Prime Minister Abiy Ahmed has won international praise for his reformist agenda since coming to power in April, including allowing the return of exiled opposition figures.
But his mandate has been marked by ethnic violence, mainly between the Oromo community and other minority groups in several parts of the Horn of Africa nation.
"The objective of the Commission is to maintain peace, justice, national unity and consensus and also reconciliation among Ethiopian peoples," Fana reported on its website.
It said the commission would also identify the reasons for disputes and violations of human rights.

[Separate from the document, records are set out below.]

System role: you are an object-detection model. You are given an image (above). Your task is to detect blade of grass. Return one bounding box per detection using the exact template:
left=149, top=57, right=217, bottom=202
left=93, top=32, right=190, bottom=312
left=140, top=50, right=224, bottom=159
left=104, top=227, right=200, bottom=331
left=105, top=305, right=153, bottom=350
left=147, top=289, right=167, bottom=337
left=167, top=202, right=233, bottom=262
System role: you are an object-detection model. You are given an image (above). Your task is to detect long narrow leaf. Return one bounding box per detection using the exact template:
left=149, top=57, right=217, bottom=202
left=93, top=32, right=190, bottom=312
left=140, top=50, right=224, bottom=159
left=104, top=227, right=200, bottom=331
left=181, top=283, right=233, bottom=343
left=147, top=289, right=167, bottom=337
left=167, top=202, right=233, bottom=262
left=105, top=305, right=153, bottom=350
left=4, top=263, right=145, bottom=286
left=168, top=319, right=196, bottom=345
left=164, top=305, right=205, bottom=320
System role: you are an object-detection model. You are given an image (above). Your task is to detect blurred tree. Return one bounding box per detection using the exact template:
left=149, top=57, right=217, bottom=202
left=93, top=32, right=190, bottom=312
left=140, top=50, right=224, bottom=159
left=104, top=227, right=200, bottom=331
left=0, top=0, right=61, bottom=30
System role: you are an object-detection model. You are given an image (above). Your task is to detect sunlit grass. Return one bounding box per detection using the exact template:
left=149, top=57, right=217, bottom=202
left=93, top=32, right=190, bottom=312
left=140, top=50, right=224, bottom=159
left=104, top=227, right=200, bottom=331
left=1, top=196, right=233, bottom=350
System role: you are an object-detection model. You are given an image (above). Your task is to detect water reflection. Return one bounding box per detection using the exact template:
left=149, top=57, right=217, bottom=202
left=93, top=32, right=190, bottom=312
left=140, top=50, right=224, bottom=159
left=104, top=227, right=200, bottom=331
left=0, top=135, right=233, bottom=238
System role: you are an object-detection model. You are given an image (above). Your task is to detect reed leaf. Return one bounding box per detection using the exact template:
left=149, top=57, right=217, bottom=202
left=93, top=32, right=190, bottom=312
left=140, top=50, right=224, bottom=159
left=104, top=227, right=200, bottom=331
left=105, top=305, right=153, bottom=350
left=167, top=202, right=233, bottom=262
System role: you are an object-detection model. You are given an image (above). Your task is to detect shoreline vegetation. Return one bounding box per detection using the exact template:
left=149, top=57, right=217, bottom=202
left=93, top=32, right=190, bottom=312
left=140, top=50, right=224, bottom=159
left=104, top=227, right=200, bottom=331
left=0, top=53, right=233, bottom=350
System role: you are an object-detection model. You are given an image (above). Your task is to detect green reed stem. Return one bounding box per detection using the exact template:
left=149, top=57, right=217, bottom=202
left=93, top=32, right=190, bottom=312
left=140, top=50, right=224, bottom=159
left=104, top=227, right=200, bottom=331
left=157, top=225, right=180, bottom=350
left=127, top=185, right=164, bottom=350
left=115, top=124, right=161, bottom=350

Tesfaye Daba, president of the parliamentary commission for peace and foreign affairs, told Fana the commission will investigate abuses and make proposals to the parliament on how to make amends.
According to the UN Office for the Coordination of Humanitarian Affairs, at least 2.4 million people have been displaced inside Ethiopia by intercommunal violence.
Around one million people were forced from their homes after violent clashes between Oromo people and the Gedeo ethnic minority in the south after Abiy came to power this year.
Ethnic clashes have overshadowed Abiy's reforms, which include the planned privatisation of public companies, the release of jailed dissidents and journalists and a peace accord with neighbouring Eritrea.
Rights groups have for years accused Ethiopian security forces of abuses, mainly against suspected members of rebel groups opposed to the EPRDF ruling party.